Following the end of their business relationship, a pharmaceutical company registered as a three-dimensional trademark the drug packaging it had ordered from a communications agency some ten years earlier.
(European Union trademark filed on September 1st, 2005, No. 0855857)
The communications agency then brought an infringement action, arguing that its copyright on the creation, i.e. the drug’s packaging, had been violated.
However, the agency’s claim was rejected, as the originality of the packaging was ruled out and did not confer any exclusive rights, and the registration of the three-dimensional trademark was therefore not qualified as fraudulent. If originality had been established, the pharmaceutical company would have effectively infringed the rights of the advertising agency and could have been convicted of copyright infringement.
This situation, in which the commissioning company came off rather well, underlines the importance of taking precautions when calling on a third party to create a product, visual identity or logo.
Indeed, communications agencies or freelance designers produce various creations, such as packaging, logos, texts and advertisements, which may be protected by copyright, provided they are original, as the Paris Court of Appeal ruling reminds us.
If this condition of originality is met, the service provider will legitimately and legally own the copyright to the creation produced, even if it was expressly created on behalf of a third party under an commission contract, and even if the commissioning party is the one who disclosed the creation through its commercial exploitation.
Thus, when a communications agency creates copyright-protected content as part of a commission, it is essential for the client to ensure that copyright has been assigned to him. Indeed, the purchase of a work, or the mere payment for a creative service, does not automatically transfer the economic rights to reproduce, represent and distribute the work, or simply to exploit it commercially.
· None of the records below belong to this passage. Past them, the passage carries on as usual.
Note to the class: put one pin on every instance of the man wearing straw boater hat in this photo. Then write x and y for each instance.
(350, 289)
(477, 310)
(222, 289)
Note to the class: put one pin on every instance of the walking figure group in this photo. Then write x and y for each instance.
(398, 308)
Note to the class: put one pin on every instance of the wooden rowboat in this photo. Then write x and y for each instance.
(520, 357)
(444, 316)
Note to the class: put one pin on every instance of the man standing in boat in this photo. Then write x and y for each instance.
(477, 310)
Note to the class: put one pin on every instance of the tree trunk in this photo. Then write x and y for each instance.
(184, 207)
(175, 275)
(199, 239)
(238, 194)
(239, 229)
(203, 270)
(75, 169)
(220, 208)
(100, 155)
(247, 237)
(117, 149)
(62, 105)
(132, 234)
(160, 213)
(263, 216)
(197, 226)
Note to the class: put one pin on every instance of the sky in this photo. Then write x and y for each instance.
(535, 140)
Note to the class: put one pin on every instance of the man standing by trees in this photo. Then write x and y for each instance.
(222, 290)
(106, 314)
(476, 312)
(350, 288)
It is therefore essential to stipulate in the commission contract, or in an amendment thereto, that the copyright in the creative work covered by the contract is expressly and fully assigned to the client. In addition, this assignment must comply with the formalities laid down in the French Intellectual Property Code, i.e. the economic rights assigned must be listed in a sufficiently clear, complete and detailed manner, and the price of the assignment of rights must be clearly distinguished from the price of the creative work as such.
This vigilance and these preventive actions will enable you to avoid any future disputes concerning an object or creation that you have been exploiting and marketing for a long time.